After widespread changes over the past 16 months since taking over the team, Ferrari President Sergio Marchionne is confident the Italian outfit are ready to end their championship drought.
The Scuderia last won the drivers’ championship back in 2007, when Kimi Raikkonen won the last race of the season in Brazil to edge past McLaren’s Fernando Alonso and Lewis Hamilton to secure his only title.
However since then Ferrari have struggled to keep up with Mercedes, but after winning three races last season, Marchionne is targeting better results in 2016 with the campaign set to begin on March 20 in Australia.
Ferrari have gone in a new direction in every regard, especially in Formula 1.
“The team is very different from when I arrived in 2004, that’s for sure.”
Third place in the championship, three victories in 2015. Did the rebirth come as a result of heavy investment?
“Yes, but it was like that in the past as well. We have continued to make investments that are in line with what we’ve always done.”
It was clear Ferrari was behind in terms of development, especially when it came to the electric side of things.
“Well in 2015 we spent less than in the past, and by that I mean with respect to 2014.”
How did that happen?
“We changed what we were investing in, developing what was needed and cutting down on the other things. We can still improve, but we can’t quite say that the costs of Formula 1 are acceptable, as they are still huge.”
Do you think that a championship win will have an impact on the price of shares?
“If we were to string together victories in F1 then it would improve our brand. I was speaking with one of our car dealerships and we agreed that the results of 2015 helped bring back credibility to the brand. If we were to somehow fail to win a title over a 10-year span it would be a tragedy.”
What has been the most difficult moment of your 16 months with Ferrari?
“The first month. When I went to see where we stood in the overall scheme of F1 I realised that we weren’t competitive.”
Which move restored your confidence?
“When we cleared our ranks. We won because we brought focus back to the team and began to do the things that are really important. Maurizio Arrivabene’s arrival helped a lot.”
Arrivabene wasn’t well known when he was signed. What are his good and bad attributes?

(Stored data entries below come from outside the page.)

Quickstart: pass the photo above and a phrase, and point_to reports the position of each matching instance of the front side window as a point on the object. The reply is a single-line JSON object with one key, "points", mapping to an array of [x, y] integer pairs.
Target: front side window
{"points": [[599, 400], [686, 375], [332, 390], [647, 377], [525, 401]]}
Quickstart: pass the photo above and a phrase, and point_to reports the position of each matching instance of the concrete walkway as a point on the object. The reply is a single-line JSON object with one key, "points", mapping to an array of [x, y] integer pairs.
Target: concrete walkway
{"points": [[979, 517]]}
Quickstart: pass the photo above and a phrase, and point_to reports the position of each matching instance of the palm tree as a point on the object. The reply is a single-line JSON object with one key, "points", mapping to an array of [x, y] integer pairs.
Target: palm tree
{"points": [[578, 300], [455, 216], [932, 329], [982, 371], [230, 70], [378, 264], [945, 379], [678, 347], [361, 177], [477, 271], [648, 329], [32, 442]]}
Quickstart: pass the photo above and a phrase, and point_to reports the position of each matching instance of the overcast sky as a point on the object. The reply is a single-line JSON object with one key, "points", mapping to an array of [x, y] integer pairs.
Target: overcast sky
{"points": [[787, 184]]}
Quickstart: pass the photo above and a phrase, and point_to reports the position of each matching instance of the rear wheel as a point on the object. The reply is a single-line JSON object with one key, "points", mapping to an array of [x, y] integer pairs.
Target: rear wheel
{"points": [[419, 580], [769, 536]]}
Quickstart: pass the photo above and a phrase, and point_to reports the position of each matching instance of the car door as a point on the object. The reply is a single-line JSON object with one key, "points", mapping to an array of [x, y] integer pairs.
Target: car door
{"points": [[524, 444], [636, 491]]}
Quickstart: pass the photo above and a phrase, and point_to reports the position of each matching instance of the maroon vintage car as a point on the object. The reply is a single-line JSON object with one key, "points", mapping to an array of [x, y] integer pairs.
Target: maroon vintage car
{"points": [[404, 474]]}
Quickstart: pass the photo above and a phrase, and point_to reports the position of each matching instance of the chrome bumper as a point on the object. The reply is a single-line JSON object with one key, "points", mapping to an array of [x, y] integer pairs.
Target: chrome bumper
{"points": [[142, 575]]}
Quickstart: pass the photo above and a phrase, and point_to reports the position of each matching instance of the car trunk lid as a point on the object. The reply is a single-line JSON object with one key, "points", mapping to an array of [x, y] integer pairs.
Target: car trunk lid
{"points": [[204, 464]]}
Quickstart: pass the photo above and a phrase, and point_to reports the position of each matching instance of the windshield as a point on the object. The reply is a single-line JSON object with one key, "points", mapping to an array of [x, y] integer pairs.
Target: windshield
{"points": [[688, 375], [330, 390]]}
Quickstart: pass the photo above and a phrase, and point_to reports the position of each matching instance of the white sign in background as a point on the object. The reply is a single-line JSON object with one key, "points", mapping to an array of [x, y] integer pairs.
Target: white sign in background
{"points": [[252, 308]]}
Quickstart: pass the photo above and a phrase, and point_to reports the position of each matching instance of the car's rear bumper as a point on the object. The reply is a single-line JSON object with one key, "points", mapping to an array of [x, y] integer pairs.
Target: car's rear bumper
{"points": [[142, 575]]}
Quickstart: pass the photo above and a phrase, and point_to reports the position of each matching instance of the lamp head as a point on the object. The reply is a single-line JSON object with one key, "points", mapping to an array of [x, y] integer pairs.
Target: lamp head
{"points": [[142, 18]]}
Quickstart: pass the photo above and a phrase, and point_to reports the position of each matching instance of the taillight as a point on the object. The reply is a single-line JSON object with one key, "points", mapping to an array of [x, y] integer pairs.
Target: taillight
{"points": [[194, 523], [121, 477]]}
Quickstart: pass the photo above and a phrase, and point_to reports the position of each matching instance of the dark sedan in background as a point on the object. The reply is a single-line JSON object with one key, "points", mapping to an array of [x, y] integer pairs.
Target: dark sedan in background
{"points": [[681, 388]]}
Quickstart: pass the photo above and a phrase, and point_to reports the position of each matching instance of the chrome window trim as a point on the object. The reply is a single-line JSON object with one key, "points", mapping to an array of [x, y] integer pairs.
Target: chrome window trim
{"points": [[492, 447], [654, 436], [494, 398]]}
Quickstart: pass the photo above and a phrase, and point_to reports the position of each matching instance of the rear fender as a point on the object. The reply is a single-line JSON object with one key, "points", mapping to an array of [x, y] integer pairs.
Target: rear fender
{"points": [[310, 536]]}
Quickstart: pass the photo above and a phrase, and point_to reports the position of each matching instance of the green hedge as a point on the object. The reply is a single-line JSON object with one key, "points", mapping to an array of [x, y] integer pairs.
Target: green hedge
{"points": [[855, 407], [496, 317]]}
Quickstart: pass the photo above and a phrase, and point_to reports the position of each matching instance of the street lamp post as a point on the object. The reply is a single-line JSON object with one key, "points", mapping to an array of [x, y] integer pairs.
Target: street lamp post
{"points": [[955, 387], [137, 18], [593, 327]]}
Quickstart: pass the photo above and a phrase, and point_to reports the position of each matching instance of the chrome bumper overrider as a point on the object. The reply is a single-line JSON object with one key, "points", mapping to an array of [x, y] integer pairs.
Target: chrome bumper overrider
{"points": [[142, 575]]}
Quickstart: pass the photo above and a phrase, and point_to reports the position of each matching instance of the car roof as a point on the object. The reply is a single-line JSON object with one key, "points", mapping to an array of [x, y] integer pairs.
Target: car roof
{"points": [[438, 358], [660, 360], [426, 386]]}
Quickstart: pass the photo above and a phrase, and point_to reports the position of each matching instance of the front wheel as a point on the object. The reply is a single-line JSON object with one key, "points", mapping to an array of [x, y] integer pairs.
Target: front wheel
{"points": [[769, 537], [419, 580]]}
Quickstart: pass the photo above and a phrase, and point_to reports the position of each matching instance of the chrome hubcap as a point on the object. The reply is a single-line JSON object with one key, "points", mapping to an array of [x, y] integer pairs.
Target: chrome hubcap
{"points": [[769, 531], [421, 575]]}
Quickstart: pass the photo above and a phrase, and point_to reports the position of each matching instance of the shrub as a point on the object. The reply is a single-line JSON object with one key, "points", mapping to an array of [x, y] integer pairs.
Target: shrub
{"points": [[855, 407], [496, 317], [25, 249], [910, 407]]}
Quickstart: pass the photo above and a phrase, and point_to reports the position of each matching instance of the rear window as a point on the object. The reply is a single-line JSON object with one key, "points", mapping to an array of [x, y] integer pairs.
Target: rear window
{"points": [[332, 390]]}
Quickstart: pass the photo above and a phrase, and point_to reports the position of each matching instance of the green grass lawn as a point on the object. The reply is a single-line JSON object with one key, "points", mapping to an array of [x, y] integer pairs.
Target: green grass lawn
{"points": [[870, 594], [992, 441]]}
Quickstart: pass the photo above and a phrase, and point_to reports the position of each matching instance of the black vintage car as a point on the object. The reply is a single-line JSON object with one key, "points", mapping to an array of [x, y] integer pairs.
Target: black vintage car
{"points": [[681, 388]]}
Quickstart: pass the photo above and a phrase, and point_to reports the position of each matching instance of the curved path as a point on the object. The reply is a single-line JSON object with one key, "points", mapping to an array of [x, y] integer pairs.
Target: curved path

“If he has a defect it isn’t on the technical side of things. He is great at creating a team atmosphere. He knows how to make everyone work together.”
How come Mercedes have been able to create such a gap over the other team?
“That’s because as soon as the rules were implemented they understood them immediately, while we took our time. But I don’t want to criticise the past. From what I saw we didn’t have the engine to win and the power unit wasn’t good enough.”
When you mentioned that Alfa Romeo could return to the track before Christmas it sent everyone into a frenzy.
“What frenzy. In order to restore their name they must consider returning to Formula 1. They would probably work with Ferrari.”
Who would make the chassis for Alfa Romeo? Ferrari?
“No, Alfa Romeo are capable of making their own chassis, just like they are capable of making their own engine.”
Is there any chance Alfa Romeo will race at Le Mans?
“I would rather see them in F1.”
It’s hard to imagine a Ferrari engine in an Alfa Romeo car.
“However people struggled to imagine Red Bull working with Ferrari! I say that because people criticise me for not giving them an engine. I agree with people that say that Red Bull were too tough on their engine suppliers, but in the end this sport must continue. The important things is to have other large manufacturers enter the sport.”
A lot of them don’t take part in the sport because the technology is too advanced and they don’t want to look bad compared to Mercedes and Ferrari.
“Audi could have joined as they were apparently ready to do so, but then the Volkswagen situation blew up.”